Впереди опять был тупик. Личное дело студента Рокотова разыскать не удалось. Впрочем, опытный старичок архивариус и не надеялся найти его. Если даже фамилия Рокотова во всех списках так тщательно залита тушью, то личное дело его, конечно, изъято или уничтожено.

«Тычемся, как слепые котята, — сумрачно думал Генька. — Оле еще простительно: все-таки девчонка. А теперь, когда я сам — звеньевой… Нет, так дальше нельзя. Нужно действовать по плану».

Генька помнил, что во всех книжках следователи всегда действуют по плану. Преступник еще неизвестен, но они уже точно знают, что и когда делать. В субботу их вызывает начальник и с сожалением говорит, что отдыхать им не придется: получено срочное задание. В воскресенье они сидят в кабинете или на рыбалке и думают, а к понедельнику план готов: вора или шпиона нужно к среде заманить в засаду, а к пятнице полностью закончить операцию. Вот ловкачи!

Генька с завистью вздохнул.

«За что же все-таки зацепиться?»

Он стал снова вспоминать страницу за страницей рокотовского дневника.

«До Байкала верст 400–500». Не так уж много. На машине Рокотов бы за день… Хотя там тайга, горы — простая машина не пройдет, лучше вездеход. У него скорость меньше, но за два дня добрался бы…»

— Башмаков! — вдруг донесся до Геньки голос Глафиры Степановны. Голос был строгий, резкий. Вероятно, учительница вызывала его уже второй или третий раз.

Генька встал.

— Повтори, какие богатыри изображены на этой картине?

— Илья Муромец, Добрыня Никитич, — медленно начал Генька. И запнулся.
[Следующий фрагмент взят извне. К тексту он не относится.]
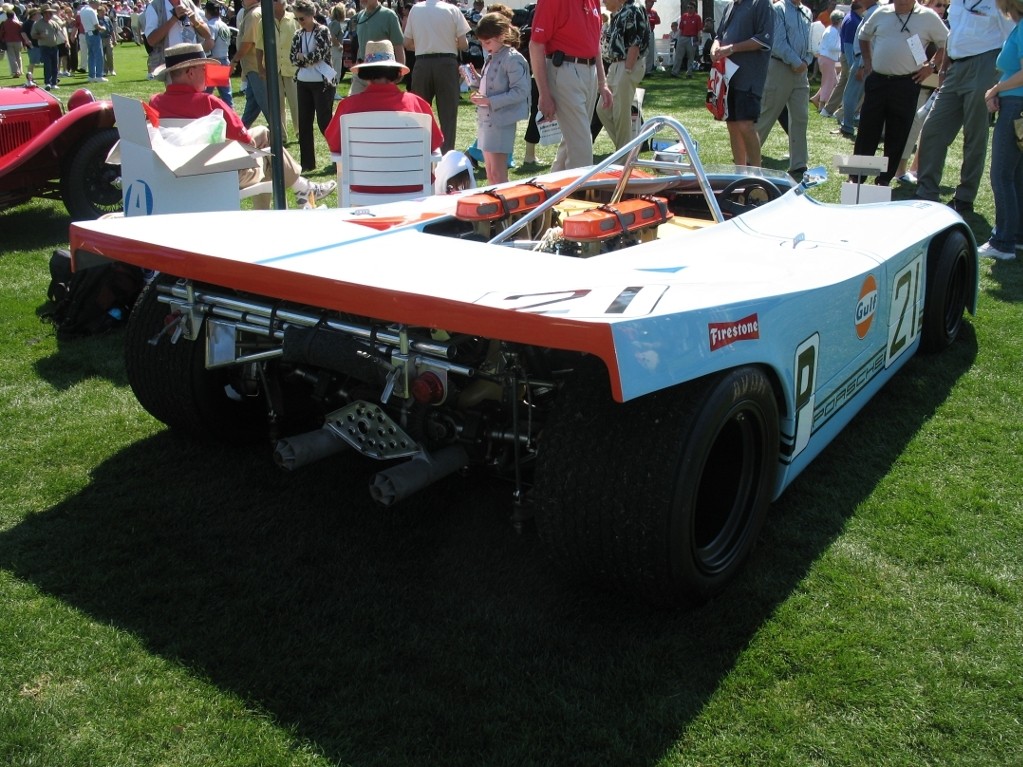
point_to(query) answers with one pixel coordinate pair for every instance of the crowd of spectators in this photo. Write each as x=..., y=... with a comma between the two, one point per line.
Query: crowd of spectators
x=908, y=76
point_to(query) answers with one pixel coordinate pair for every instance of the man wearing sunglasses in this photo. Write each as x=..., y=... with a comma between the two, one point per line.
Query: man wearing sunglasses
x=966, y=70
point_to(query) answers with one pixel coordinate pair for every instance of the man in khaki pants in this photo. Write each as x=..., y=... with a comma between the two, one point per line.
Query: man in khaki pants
x=565, y=53
x=626, y=41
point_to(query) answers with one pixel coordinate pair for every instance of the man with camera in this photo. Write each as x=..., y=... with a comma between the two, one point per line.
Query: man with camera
x=168, y=23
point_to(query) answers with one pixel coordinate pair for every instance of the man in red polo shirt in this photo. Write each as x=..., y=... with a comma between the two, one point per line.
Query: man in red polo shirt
x=185, y=98
x=381, y=73
x=690, y=26
x=565, y=53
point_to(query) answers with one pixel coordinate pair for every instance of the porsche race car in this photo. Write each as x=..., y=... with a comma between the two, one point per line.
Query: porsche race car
x=650, y=350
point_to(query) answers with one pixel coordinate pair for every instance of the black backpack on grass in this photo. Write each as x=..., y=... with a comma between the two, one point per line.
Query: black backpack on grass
x=90, y=301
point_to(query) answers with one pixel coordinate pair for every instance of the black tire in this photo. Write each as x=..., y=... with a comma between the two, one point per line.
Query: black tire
x=746, y=193
x=171, y=380
x=87, y=182
x=664, y=496
x=950, y=263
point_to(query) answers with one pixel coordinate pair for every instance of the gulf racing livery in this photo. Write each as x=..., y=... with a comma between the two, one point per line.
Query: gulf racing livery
x=649, y=350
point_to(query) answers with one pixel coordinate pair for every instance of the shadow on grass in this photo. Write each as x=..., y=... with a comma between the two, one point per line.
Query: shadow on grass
x=34, y=224
x=432, y=634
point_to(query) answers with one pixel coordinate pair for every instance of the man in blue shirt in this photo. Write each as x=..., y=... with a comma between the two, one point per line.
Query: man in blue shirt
x=745, y=36
x=847, y=34
x=853, y=95
x=787, y=80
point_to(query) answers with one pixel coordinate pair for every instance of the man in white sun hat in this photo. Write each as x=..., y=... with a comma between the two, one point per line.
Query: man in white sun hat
x=185, y=97
x=381, y=73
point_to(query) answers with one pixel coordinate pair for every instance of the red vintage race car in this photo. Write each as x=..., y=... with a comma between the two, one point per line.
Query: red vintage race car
x=46, y=151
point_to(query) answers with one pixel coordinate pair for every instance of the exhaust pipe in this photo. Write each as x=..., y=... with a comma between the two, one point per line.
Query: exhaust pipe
x=296, y=452
x=396, y=484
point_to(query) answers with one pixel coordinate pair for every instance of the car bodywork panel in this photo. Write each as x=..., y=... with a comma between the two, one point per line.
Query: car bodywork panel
x=829, y=299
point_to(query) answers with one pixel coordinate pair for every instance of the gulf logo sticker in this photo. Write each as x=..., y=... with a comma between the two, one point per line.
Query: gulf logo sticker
x=866, y=306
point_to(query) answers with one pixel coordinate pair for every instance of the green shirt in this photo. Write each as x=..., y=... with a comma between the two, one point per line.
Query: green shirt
x=377, y=25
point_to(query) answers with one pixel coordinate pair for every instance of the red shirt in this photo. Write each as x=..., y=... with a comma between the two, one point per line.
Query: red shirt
x=572, y=28
x=11, y=30
x=690, y=25
x=380, y=97
x=184, y=102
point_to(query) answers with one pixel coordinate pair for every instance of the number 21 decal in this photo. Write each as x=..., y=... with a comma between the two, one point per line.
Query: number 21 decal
x=904, y=315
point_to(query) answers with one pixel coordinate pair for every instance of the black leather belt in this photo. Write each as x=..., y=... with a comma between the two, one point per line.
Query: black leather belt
x=967, y=58
x=576, y=59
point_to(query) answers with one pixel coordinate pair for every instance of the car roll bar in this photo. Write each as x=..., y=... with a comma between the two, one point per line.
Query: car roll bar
x=686, y=163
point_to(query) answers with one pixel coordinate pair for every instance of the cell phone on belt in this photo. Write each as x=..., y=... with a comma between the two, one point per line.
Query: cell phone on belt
x=185, y=20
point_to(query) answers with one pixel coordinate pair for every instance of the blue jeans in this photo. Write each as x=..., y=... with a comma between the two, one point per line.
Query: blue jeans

Класс наполнился шипением, будто под парты вдруг заполз целый десяток змей.

— Поп… Але… Попов… — донеслись до Геньки обрывки слов.

Что-то знакомое мелькнуло у него в голове, и он, не раздумывая, выпалил:

— Олег Попов!

Дружный хохот прокатился по классу. Даже стекло в дверях задребезжало; нянечка, проходившая по коридору, заглянула в класс и покачала головой.

Глафира Степановна с трудом сдержала улыбку.

— Опять не слушаешь, Башмаков. Прискорбно. — Она неторопливо обмакнула вставочку в чернила и раскрыла журнал.

«Двойка!» — просигналили с первой парты.

Генька сел. Скверно. Вторая «двойка» за последние дни. Ай да звеньевой! Но вскоре мысли Геньки опять вернулись к загадочному дневнику. Такие знакомые, крупные, угловатые, скошенные вправо цепочки букв, как готовые вот-вот повалиться заборы. Наскочил на запись: «Все можно преодолеть, надо только хотеть, очень хотеть».